I chose to read the book because it dealt with an American’s outlook on a Spanish landmark. I wondered why I had not heard about it before in my courses. In any case, I wanted to know what a nineteenth-century American’s impression was while wondering through this Islamic palace. I had never been to Granada, but I heard it was a fabulous city to visit. Francisco Asís de Icaza y Breña said it best with this popular phrase: “Give him alms, woman, for in this life there is nothing so pitiable as to be blind in Granada.”
The author of The Alhambra was Washington Irving, the same that wrote “The Legend of Sleepy Hollow.” Irving had gone to Spain to scour the archives and write romantic histories. He later went to Granada and got permission to linger at the Alhambra for some time before heading to London to work as Secretary of the American Legation. He wrote essays and fiction relating to the palace and published his work using the title Tales of the Alhambra. He published it in 1832.
The first portion of the book deals with Irving’s first-hand experiences of the palace and historical backgrounds that created it. They read like elaborate journal entries. Some associations that Irving relates seem a little dramatized. I cannot call him a historian in the truest sense because he mixes history and legend on the same page. Later, he includes stories of magic and intrigue that have the Alhambra as the stage. They read like polished fairy tales. Irving may have gleaned these stories and myths from locals and archives while staying at the palace, but I have to question which ones. Most of the tales seem genuine, but others seem original to the author himself. I cannot claim this without proper research, of course, but I like to know when an author is doing his own work or not. However, these fairy tales are enjoyable in themselves and I do like a good fairy tale. My particular favorite is “Legend of the Three Beautiful Princesses.”

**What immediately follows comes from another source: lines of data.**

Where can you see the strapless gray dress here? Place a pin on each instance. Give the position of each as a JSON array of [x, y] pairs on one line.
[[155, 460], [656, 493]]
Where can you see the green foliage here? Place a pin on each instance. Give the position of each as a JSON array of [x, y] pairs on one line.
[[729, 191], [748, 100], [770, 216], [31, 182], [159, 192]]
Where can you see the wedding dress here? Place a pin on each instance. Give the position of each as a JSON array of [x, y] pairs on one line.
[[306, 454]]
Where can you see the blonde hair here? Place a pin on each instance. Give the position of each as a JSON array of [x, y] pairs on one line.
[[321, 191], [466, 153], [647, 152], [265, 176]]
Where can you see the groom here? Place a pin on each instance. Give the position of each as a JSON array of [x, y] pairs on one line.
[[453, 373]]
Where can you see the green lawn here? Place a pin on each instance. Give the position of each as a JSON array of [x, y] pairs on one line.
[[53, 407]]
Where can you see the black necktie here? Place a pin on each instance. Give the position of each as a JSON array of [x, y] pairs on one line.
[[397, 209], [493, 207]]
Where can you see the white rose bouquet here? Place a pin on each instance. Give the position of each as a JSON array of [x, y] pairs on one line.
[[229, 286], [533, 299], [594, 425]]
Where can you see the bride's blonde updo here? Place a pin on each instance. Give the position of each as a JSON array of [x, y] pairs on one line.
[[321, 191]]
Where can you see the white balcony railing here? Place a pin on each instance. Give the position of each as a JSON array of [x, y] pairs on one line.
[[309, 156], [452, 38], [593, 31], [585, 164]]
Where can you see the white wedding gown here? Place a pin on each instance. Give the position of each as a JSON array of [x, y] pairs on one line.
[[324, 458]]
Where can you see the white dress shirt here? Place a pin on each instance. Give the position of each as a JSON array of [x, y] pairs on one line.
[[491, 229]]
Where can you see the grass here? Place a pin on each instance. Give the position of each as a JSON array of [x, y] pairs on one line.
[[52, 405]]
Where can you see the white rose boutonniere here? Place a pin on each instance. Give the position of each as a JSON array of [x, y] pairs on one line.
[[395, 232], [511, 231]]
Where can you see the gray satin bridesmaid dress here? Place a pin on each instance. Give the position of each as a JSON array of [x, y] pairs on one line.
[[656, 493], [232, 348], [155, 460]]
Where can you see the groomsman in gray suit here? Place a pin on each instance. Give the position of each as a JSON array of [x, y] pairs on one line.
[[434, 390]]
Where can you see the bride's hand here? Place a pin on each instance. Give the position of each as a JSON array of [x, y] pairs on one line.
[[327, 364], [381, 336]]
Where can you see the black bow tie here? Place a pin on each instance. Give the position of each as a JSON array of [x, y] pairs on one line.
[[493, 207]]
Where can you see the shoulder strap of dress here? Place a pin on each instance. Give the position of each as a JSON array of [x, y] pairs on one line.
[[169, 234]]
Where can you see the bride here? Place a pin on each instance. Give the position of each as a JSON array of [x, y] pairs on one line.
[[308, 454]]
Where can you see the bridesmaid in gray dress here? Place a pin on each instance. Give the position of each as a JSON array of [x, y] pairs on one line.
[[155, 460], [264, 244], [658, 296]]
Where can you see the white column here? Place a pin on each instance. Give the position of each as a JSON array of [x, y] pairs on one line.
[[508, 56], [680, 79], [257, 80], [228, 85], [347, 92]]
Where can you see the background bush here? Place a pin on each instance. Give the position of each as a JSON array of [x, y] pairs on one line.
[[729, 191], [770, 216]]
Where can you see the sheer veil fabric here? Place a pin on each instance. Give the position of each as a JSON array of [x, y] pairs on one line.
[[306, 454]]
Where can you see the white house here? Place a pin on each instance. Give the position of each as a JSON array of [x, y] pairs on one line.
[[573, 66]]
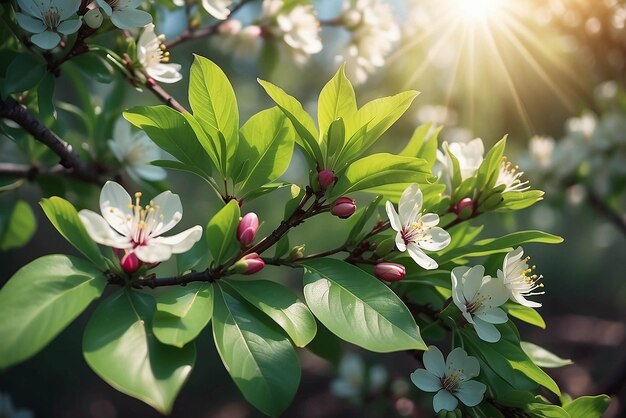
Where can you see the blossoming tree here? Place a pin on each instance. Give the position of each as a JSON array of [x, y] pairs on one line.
[[413, 272]]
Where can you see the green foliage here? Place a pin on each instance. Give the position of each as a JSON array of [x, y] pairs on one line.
[[256, 353], [40, 300], [65, 219], [119, 346], [347, 300], [17, 224], [182, 313]]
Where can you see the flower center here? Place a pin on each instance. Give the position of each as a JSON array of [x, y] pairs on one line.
[[51, 18]]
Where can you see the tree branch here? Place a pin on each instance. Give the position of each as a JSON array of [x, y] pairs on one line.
[[12, 110]]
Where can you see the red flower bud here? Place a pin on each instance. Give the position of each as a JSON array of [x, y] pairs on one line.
[[390, 272], [249, 264], [130, 263], [343, 207], [246, 230], [465, 208], [326, 178]]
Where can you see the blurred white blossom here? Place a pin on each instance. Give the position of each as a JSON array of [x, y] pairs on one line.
[[373, 33]]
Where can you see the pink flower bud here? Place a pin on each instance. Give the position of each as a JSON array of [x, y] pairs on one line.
[[326, 178], [246, 230], [249, 264], [130, 263], [343, 207], [465, 208], [390, 272]]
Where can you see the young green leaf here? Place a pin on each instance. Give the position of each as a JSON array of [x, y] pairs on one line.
[[65, 219], [358, 307], [182, 313], [17, 224], [379, 170], [280, 304], [258, 356], [266, 145], [40, 300], [302, 122], [214, 106], [220, 231], [119, 346]]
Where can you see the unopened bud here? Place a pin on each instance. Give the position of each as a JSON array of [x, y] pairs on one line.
[[246, 230], [390, 272], [130, 263], [326, 178], [249, 264], [343, 207], [93, 18], [465, 208]]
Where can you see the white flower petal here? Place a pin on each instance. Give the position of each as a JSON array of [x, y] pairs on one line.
[[153, 252], [420, 257], [444, 400], [30, 24], [101, 232], [182, 241], [394, 220], [46, 40], [410, 204], [130, 18], [486, 331], [116, 207], [471, 393], [433, 361], [425, 380]]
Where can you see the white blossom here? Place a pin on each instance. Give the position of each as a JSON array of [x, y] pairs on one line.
[[152, 56], [416, 232], [518, 278], [373, 33], [135, 152], [46, 19], [450, 379], [129, 226], [124, 13], [479, 298]]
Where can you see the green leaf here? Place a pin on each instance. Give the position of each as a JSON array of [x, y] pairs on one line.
[[526, 314], [266, 144], [302, 122], [23, 73], [45, 97], [337, 100], [65, 219], [256, 354], [119, 346], [379, 170], [280, 304], [172, 132], [542, 357], [507, 359], [588, 406], [17, 224], [220, 231], [500, 245], [358, 307], [377, 116], [40, 300], [214, 106], [423, 143], [182, 313]]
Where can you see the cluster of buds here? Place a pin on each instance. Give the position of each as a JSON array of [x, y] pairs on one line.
[[343, 207], [390, 272]]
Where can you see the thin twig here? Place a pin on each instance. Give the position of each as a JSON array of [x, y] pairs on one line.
[[10, 109]]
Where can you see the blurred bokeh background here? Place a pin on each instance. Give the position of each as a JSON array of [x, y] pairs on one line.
[[553, 68]]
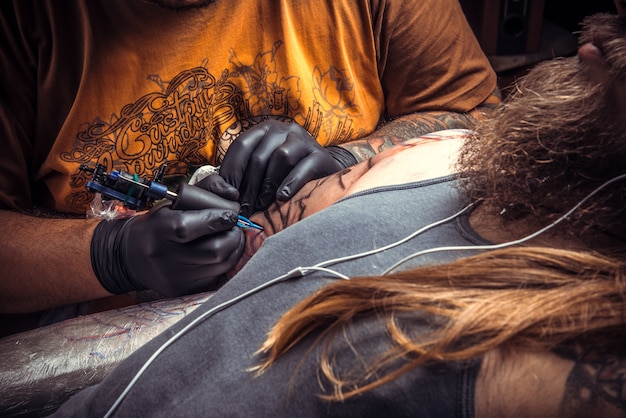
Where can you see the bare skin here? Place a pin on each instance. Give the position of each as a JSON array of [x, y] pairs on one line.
[[63, 245]]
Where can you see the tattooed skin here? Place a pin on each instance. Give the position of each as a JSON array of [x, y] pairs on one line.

I believe anyone can enjoy this book, or the stories in this book, although children that like fairy tales would have to hear the story from a skillful storyteller in order to like it. The descriptions Irving uses in his earlier chapters may throw off younger readers. An ideal activity for this book would be to compare the observations in the book while strolling through the Alhambra to see how closely Irving got to the original.